It’s summing up to be a nice, quiet week here at The Point. We’ve had the kids’ friends going in and out, games, school planning, just easy stuff.
On Monday I went to the grocery store with a few of my girls. This is a new, exciting thing for me…children that can do the grocery shopping. I will have a hard time giving this up when they all decide to leave home one day. I may have to have them come back once a week just so that I don’t have to ever return to the horrible task of fighting the Walmart crowds by myself. It brings out the worst in me.
We make a list, divide it in half and I cover one side of the store with one of the girls while the two other daughters cover the other side. Divide and conquer. It’s delightful. Not only do I get the grocery shopping done in half the time, but I get to spend an hour with my girls. Teaching them to shop for groceries is like passing the mantle to the next generation, “Here you go child. Now you get to do the shopping from now on.” (I feel a little like Tom Sawyer painting the fence)
This week’s grocery run took a little extra time because I am, yet again, on a diet and I had to buy special food. Yes, I know my track record with dieting hasn’t been good and I don’t expect you to trust me again. I deserve that. But I hope I get points for at least trying. I can have points, they don’t have any carbs.
My doctor suggested a diet that would be very good for me. It’s from a book called “Dr Gundry’s Diet Evolution.” She insisted, “This diet is about more than losing weight. It’s about your whole health.” I’m interested in my whole health, so I thought, why not try it?
I was so determined when I left her office that I went straight home and ordered the book, it came two days later, I put it on the table by my recliner and there it sat….for three months. At some point I moved it to the bathroom, then the coffee table, hoping the location would help. When I got home from California a few weeks ago I realized it was time for me to just sit down and read the dumb thing.

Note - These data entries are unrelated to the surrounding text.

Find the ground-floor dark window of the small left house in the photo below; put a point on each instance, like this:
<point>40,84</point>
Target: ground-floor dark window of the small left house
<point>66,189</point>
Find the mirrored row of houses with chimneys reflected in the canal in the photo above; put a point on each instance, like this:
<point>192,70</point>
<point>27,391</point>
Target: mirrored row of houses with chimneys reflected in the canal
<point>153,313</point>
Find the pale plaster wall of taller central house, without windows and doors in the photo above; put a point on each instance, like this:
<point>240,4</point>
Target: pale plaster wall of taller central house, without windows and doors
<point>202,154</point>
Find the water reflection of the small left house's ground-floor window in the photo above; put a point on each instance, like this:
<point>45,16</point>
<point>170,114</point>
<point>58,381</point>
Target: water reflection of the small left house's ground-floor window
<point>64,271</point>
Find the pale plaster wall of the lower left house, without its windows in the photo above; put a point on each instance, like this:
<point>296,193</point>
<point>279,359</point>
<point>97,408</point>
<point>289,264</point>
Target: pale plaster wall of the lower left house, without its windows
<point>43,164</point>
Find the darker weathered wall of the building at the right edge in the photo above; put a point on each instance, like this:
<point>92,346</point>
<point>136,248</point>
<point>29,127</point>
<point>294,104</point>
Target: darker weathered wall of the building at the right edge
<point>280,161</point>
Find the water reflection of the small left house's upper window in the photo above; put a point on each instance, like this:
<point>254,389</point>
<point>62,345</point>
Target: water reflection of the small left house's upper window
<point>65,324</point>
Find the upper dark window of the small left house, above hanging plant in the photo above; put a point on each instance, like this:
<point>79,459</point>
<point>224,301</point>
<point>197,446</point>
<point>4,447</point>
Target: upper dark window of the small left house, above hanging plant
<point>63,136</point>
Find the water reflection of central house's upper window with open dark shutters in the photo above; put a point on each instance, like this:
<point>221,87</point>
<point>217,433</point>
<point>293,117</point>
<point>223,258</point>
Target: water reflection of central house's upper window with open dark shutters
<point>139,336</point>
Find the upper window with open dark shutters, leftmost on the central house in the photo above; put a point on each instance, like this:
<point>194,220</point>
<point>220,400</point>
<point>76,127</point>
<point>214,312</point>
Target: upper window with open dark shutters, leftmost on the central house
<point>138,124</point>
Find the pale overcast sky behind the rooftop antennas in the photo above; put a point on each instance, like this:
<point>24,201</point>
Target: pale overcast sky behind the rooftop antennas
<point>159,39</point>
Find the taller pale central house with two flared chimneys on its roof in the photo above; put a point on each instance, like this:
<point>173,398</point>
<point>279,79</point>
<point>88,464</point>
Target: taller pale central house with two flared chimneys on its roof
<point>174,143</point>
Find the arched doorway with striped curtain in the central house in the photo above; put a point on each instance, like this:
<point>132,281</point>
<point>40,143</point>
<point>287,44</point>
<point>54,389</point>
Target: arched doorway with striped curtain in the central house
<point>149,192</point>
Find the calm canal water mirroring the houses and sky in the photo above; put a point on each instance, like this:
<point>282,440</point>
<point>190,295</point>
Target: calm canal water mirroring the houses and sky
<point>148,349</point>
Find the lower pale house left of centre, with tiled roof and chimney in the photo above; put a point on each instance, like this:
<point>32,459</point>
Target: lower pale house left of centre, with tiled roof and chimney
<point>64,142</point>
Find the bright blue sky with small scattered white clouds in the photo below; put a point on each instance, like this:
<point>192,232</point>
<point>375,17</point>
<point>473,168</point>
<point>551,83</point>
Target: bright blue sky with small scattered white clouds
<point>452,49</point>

So last week we started phase one (James is doing it with me). The first two weeks of the diet are very restrictive. Before the diet I used to fantasize about having a maid while I sat on a beach in Hawaii drinking out of coconuts. Now I just wish to sit on my pool deck with something sweet and crunchy in my mouth. Going to the grocery store doesn’t help either. I find myself wandering around taking pictures like this
Overall it’s been good. I’ll admit that I really struggled for the first few days, but I’m slowly getting used to it. Not being able to eat any carbs at all…nothing white, nothing sweet, no fruit, no dairy, no Diet Dr Pepper….can get to you.
But I’m starting to feel better and have less cravings. Last night I only had one dream where I was bathing in a chocolate river next to a cookie mountain.
Other than dieting I’m enjoying our nice, quiet week. The kids and I have played a few games and I’ve gotten a few drawers cleaned out. I’m getting some writing done on my book and I even cleaned out some toys in the nursery.
And I only wished once that they were covered in whipped cream so I could eat them.